4. Mélanges et séparation : un pont entre les technologies et sciences de la nature

Le circuit anthropique de l’eau douce ayant été vu avec les élèves, des termes comme « station de captage », « station d’épuration » et « château d’eau » leur sont maintenant connus ; il serait bon de se pencher concrètement sur les processus à l’œuvre dans ces bâtiments.

Cette étape de la séquence va donc être davantage portée sur les technologies, par exemple ici une démarche de traitement des eaux usés par la séparation des constituants.

Plus largement, les opérations de mélanges et séparation des constituants sont cœur de nombreux aspects de la vie des humains. La mayonnaise est un exemple bien connu d’émulsion de l’huile et du vinaigre grâce à l’ajout du jaune d’œuf.

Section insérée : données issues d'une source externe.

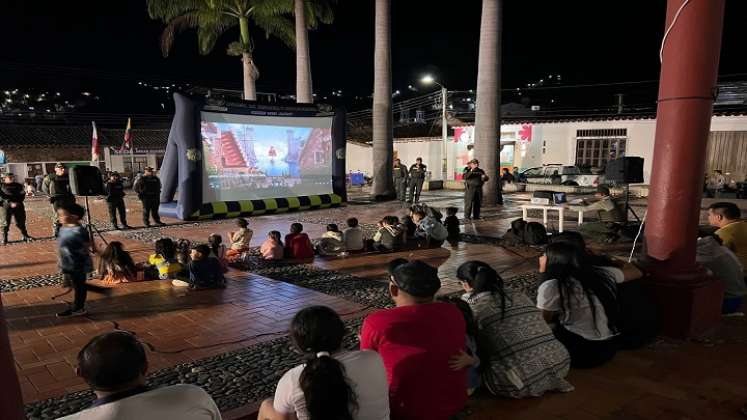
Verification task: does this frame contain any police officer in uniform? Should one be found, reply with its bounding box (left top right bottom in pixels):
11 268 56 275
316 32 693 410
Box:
42 162 75 238
104 172 130 230
0 173 31 245
134 167 165 227
408 158 427 204
464 159 488 220
394 159 407 201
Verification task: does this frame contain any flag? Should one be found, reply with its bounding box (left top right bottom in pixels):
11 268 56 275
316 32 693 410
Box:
91 121 100 163
122 118 132 151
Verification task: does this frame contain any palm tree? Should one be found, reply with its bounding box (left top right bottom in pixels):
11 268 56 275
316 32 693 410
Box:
373 0 394 199
475 0 501 205
148 0 295 101
293 0 336 104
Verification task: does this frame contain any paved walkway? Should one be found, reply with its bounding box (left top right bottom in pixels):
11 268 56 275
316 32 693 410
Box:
0 192 747 420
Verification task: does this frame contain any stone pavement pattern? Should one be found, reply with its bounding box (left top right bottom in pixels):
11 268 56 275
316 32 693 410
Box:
0 192 747 420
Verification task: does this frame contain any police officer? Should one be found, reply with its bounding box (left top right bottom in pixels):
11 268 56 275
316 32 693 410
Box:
133 167 165 227
408 158 427 204
42 162 75 238
464 159 488 220
104 172 130 230
394 159 407 201
0 173 31 245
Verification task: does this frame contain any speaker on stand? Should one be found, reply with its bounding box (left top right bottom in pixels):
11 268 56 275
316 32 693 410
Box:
605 156 643 223
70 166 109 251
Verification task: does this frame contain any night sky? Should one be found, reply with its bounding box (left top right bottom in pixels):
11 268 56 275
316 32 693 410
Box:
0 0 747 112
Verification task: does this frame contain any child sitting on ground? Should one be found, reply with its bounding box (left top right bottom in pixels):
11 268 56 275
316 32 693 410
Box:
444 207 461 241
259 230 283 260
285 223 314 259
438 296 480 395
99 241 137 284
208 233 228 273
171 244 226 289
316 223 345 256
412 210 449 247
373 216 405 252
145 238 184 280
342 217 365 252
226 217 254 262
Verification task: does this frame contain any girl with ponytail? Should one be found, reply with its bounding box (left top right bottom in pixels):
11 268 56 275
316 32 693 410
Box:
537 242 625 368
259 306 389 420
457 261 573 398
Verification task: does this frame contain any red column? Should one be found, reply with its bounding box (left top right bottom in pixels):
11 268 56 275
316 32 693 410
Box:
0 297 26 420
646 0 725 336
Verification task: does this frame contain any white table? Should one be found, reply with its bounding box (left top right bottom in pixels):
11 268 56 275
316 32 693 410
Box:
521 204 584 232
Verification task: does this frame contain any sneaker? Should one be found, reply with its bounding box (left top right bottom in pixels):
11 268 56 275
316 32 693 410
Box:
57 308 88 318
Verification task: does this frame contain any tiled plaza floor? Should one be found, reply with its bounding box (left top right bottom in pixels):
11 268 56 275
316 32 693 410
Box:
0 192 747 420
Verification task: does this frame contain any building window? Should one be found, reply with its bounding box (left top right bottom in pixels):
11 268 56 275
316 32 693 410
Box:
576 128 628 168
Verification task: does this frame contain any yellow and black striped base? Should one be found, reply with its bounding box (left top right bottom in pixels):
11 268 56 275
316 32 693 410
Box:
190 194 343 220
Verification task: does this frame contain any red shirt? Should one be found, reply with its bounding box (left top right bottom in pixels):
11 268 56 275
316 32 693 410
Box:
361 303 467 420
285 232 314 259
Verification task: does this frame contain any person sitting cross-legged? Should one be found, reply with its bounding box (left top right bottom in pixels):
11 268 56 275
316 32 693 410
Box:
360 261 467 420
285 223 314 259
56 331 221 420
258 306 389 420
708 202 747 276
537 242 624 368
457 261 573 398
171 244 226 289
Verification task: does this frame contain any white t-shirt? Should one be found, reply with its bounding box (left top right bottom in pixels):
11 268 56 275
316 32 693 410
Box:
273 350 389 420
60 384 221 420
537 267 625 340
342 226 363 251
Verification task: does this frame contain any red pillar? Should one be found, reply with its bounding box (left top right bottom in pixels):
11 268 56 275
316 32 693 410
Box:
646 0 725 337
0 297 26 420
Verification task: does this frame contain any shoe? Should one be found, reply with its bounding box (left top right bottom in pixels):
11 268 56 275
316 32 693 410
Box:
57 308 88 318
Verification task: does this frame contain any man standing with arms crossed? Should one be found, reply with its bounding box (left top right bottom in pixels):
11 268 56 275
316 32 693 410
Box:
133 166 165 227
394 159 407 201
0 173 31 245
42 162 75 238
408 158 428 204
104 172 130 230
464 159 488 220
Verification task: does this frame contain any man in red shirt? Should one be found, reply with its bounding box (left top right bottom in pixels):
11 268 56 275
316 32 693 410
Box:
361 261 467 420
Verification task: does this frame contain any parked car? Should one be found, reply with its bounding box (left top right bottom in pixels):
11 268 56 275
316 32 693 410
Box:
519 165 604 187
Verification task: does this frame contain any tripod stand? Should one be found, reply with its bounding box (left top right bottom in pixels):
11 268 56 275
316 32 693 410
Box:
84 196 109 252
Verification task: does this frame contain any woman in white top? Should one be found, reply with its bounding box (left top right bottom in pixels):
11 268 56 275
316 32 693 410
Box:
537 242 624 368
259 306 389 420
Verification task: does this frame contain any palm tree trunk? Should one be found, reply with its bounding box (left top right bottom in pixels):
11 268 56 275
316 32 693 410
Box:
373 0 394 199
295 0 314 104
475 0 501 205
241 52 259 101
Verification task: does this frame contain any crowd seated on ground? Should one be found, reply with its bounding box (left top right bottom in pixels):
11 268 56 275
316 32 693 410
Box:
62 331 221 420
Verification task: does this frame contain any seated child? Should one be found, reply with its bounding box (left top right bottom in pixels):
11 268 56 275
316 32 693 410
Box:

La vaisselle est aussi une émulsion d’eau et des graisses de nos repas. Les exemples sont très nombreux et celui des eaux usées est assez simple à explorer.

Le saviez-vous ?
Les eaux usées ne peuvent être rejeté dans la nature en l’état. Elles sont bien trop nocives pour les espèces qui peuplent l’environnement naturel. Ces eaux vont donc faire l’objet de divers traitements avec entre autres des techniques de séparation visant à retirer une partie des constituants. Ces constituants sont récupérés afin de rejeter une eau plus saine.

Les technologies qui sont à l’œuvre et les concepts scientifiques liés sont nombreux et parfois complexes mais certaines sont tout à fait accessibles en classes de primaire : miscibilité, dissolution, mélange homogène/hétérogène, masse volumique, soluté, solvant, etc. Plus largement, c’est la démarche de recherche qui peut être intéressante à mettre à l’œuvre ici.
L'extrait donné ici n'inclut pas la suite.